VMware KB: Disabling SSLv3 on vCenter Single Sign-On port 7444

http://kb.vmware.com/selfservice/microsites/search.do?cmd=displayKC&docType=kc&externalId=2131310&sl...

ESXi 6.0U1
http://pubs.vmware.com/Release_Notes/en/vsphere/60/vsphere-esxi-60u1-release-notes.html

For those who encounter some issues after SSLv3 is disabled see:

Mware KB: vCenter Server fails to start after upgrading the F5 BIG-IP hardware load balancer to 11.5...

VMware KB: Linked Clone pool creation and recompositon fails with VMware Horizon View 6.1.x and olde...
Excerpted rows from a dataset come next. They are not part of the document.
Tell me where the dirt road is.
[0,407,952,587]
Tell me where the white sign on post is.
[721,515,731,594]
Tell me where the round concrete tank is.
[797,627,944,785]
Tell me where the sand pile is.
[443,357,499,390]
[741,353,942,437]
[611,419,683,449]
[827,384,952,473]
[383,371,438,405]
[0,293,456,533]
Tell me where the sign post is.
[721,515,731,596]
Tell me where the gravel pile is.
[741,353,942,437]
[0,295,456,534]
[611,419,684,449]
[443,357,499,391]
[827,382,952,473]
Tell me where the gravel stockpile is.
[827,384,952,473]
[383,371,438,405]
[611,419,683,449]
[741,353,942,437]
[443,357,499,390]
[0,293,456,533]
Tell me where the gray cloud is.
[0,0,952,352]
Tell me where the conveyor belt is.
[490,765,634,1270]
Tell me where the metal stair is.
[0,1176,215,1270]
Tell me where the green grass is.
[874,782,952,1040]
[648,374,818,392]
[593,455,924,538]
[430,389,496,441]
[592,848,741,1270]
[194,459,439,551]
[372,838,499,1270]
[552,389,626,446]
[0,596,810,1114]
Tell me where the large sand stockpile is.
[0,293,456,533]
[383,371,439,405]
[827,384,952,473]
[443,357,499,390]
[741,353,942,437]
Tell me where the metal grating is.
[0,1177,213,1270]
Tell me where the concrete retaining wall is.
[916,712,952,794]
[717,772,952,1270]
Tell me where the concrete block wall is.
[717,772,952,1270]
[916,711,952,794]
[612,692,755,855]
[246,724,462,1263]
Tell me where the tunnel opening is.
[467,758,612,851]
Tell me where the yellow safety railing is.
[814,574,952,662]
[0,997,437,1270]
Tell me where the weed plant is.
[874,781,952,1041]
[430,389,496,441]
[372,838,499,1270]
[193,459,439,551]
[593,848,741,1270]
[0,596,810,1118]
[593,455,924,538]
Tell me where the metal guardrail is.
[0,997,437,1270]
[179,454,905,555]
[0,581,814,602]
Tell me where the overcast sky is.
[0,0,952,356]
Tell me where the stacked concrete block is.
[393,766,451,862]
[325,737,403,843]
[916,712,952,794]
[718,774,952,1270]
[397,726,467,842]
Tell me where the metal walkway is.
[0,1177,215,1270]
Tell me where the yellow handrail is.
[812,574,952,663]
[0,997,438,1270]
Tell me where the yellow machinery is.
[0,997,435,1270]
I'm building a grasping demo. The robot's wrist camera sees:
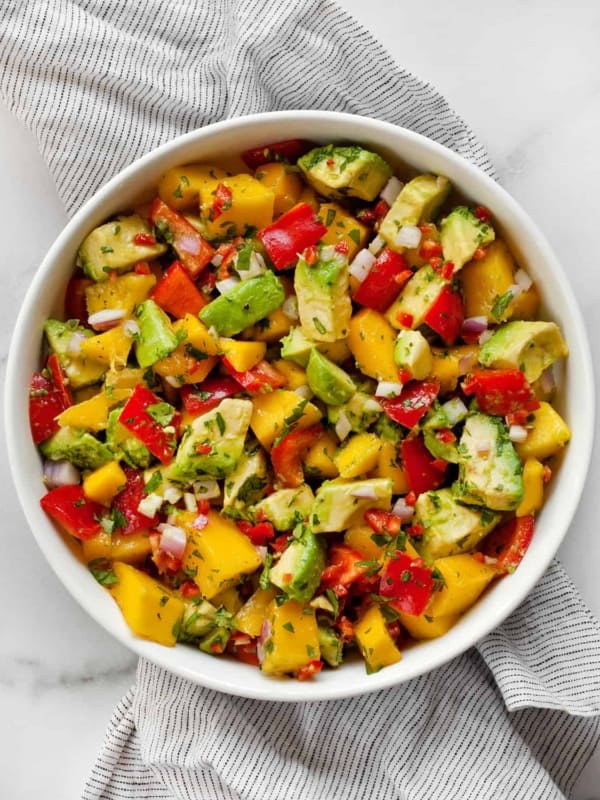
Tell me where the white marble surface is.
[0,0,600,800]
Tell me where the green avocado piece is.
[309,478,392,533]
[298,144,392,201]
[199,270,285,336]
[254,484,315,531]
[294,247,352,342]
[440,206,496,272]
[77,214,167,281]
[172,397,252,482]
[414,489,501,564]
[40,427,114,469]
[379,175,451,252]
[106,408,152,469]
[479,320,569,383]
[44,319,106,389]
[135,300,179,369]
[452,413,523,511]
[269,525,325,603]
[306,348,356,405]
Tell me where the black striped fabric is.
[0,0,600,800]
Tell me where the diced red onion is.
[515,269,533,292]
[375,381,403,397]
[88,308,126,331]
[394,225,421,250]
[158,525,187,558]
[44,460,81,489]
[379,175,404,206]
[508,425,528,442]
[350,253,375,283]
[460,317,487,336]
[351,486,377,500]
[281,294,300,320]
[392,497,415,520]
[368,234,385,256]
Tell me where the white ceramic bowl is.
[5,111,594,701]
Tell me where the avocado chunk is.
[452,413,523,511]
[440,206,496,272]
[77,214,167,281]
[385,264,447,330]
[223,445,267,508]
[269,525,325,603]
[394,330,433,381]
[40,428,114,469]
[306,348,356,405]
[44,319,106,389]
[414,489,500,564]
[379,175,451,251]
[135,300,179,369]
[254,484,315,531]
[173,397,252,482]
[106,408,152,469]
[309,478,392,533]
[479,320,569,383]
[327,392,382,433]
[199,270,285,336]
[296,247,352,342]
[298,144,392,201]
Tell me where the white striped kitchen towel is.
[0,0,600,800]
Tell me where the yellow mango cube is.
[233,589,275,636]
[158,164,227,211]
[110,561,184,647]
[261,600,320,675]
[81,531,152,564]
[57,392,110,432]
[81,323,133,369]
[333,433,381,478]
[426,553,498,617]
[515,458,544,517]
[516,400,571,461]
[250,389,321,450]
[200,173,275,240]
[83,461,127,506]
[254,161,304,217]
[319,203,370,261]
[347,308,398,383]
[354,606,402,673]
[177,511,262,600]
[219,337,267,372]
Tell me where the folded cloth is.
[0,0,600,800]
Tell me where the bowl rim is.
[4,110,595,702]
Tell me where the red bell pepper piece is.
[423,284,465,345]
[65,278,94,322]
[321,544,368,591]
[119,384,176,464]
[400,436,447,495]
[380,381,440,428]
[482,514,534,573]
[462,369,540,417]
[221,358,287,394]
[354,247,412,312]
[379,550,434,616]
[237,519,275,546]
[180,376,240,417]
[257,203,327,269]
[242,139,316,170]
[111,467,158,536]
[151,261,207,319]
[271,424,323,489]
[40,484,105,540]
[150,197,215,278]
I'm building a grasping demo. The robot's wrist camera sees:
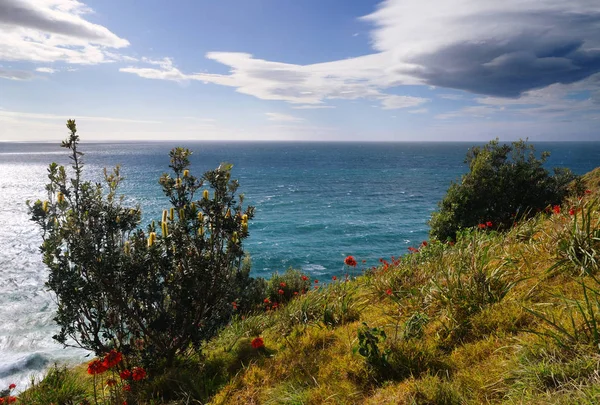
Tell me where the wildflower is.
[148,232,156,247]
[103,349,123,369]
[131,367,146,381]
[87,359,107,375]
[344,256,357,267]
[250,336,265,349]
VMware KB: Enabling support for SSLv3 in ESXi

Also beware that SRM 5.x releases relies on SSLv3:

VMware KB: VMware vCenter Site Recovery Manager Server service fails to start after changing securit...

For vSphere 5.x releases (ESXi and vCenter server) I would recommend to install existing security patches to cover POODLE vulnerability or to upgrade to vSphere 6.0U1 release instead of

manually hardening affected systems and its services separately as mentioned in these sources:

vCenter SSLv3 disabled kb 2093354

Security/POODLE - Tomcat Wiki

vCenter Server 5.5 Update 2d Release Notes

VMware KB: Enabling support for SSLv3 in ESXi

_________________________________________________________________________________________ If you found this or any other answer helpful, please consider to award points. (use Correct or Helpful buttons) Regards, P.